Una narrazione in cui, con la consueta leggerezza e ironia, episodi autobiografici si incrociano con la storia di tutti (il richiamo agli Album scritti e messi in scena tra la fine degli anni 80 e il ’95 dedicati all’infanzia e all’adolescenza è chiaro). Un viaggio nella memoria per approdare a un presente in cui noi e il mondo in cui viviamo oggi ci ritroviamo diversi e più fragili. Tante storie che ci consegnato il ricordo di due autentiche icone del teatro e della canzone, due fuoriclasse del calibro di Carmelo Bene e Giorgio Gaber. Bene nello spassoso ricordo della fallimentare organizzazione, nel lontano 1983, di uno spettacolo una “Lectura Dantis” del divino attore, Gaber nella rilettura del “Sogno in due tempi” (testo presente nell’album “E pensare che c’era il pensiero” del ‘96) un racconto paradossale che, con ironia e comicità, spiega come possono cambiare punti di vista, atteggiamenti e convinzioni, di quanto egoismo e ipocrisia ci sia nella vita di ciascuno di noi.
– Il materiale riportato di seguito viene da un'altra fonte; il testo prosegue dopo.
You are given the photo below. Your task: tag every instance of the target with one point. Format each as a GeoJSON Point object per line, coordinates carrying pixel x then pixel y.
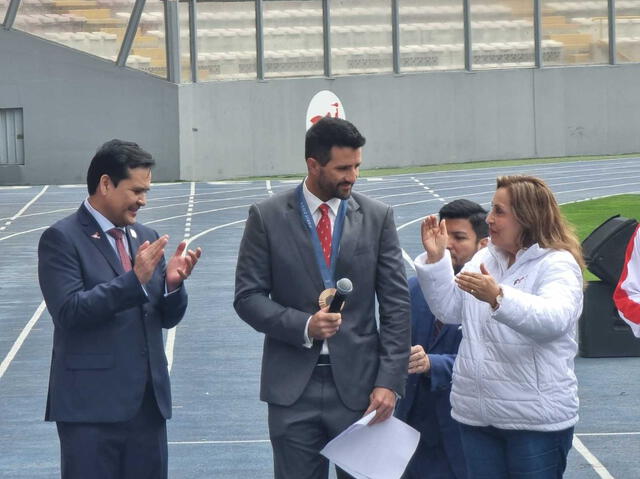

Paolini mette l’accento sulla solidarietà, quella incontrata tra le macerie di Gemona dove da volontario approdò nel ’76. E’ una lezione piena di dignità e smisurata umanità quella ricevuta da una donna semplice come Rosina: lei che aveva perso quasi tutto eppure pronta a dare il poco rimasto, un caffè e un bicchiere di vino, a chi aveva scambiato la sua casa per un bar. Rosina che dopo tanti anni era tornata alla sua vita ma che faceva ancora fatica a ricostruire le abitudini. Una storia che ricorda questo anno difficile vissuto sconvolgendo ritmi e consuetudini che speriamo di ritrovare presto.
Gli argomenti e le storie sono tanti e in ciascuna Paolini rilancia motivi di riflessione sull’attualità, senza dare lezioni, né risposte piuttosto altre domande con l’intento di sollecitare negli spettatori un’impellente capacità di analisi e di coerente reazione. E cantando insieme a Saba e Lorenzo, Marco ci ricorda che “c’è bisogno di ritrovare il coraggio e la volontà, riprendi il tuo viaggio fino a dove sarà, ritrova pietà quel sogno tenace di vita di pace con noi viaggerà”.
E’ ancora un teatro fra parentesi che necessita di rodaggio e qualche aggiustamento ma con “Sani!” Paolini è comunque riuscito nell’intento di “fare in modo che il metro di distanza sociale tra noi si accorci e che i minuti si allunghino…” .
Sono le note del programma di sala a farci scoprire come chi sta sul palco sta vivendo questo tempo sospeso (La maschera e la mascherina). “…Spettatori ancora un po’ spaesati ma partecipano come possono, siedono e aspettano, battono le mani, se ridono quando ridono non si vede sotto la mascherina, un po’ si sente, ma com’è difficile che passi la corrente se tra un polo e l’altro c’è un metro di distanza. Il teatro va a corrente continua e si sa che a distanza la continua ha cadute di tensione”.
Ecco, speriamo allora di ritrovarla questa corrente continua!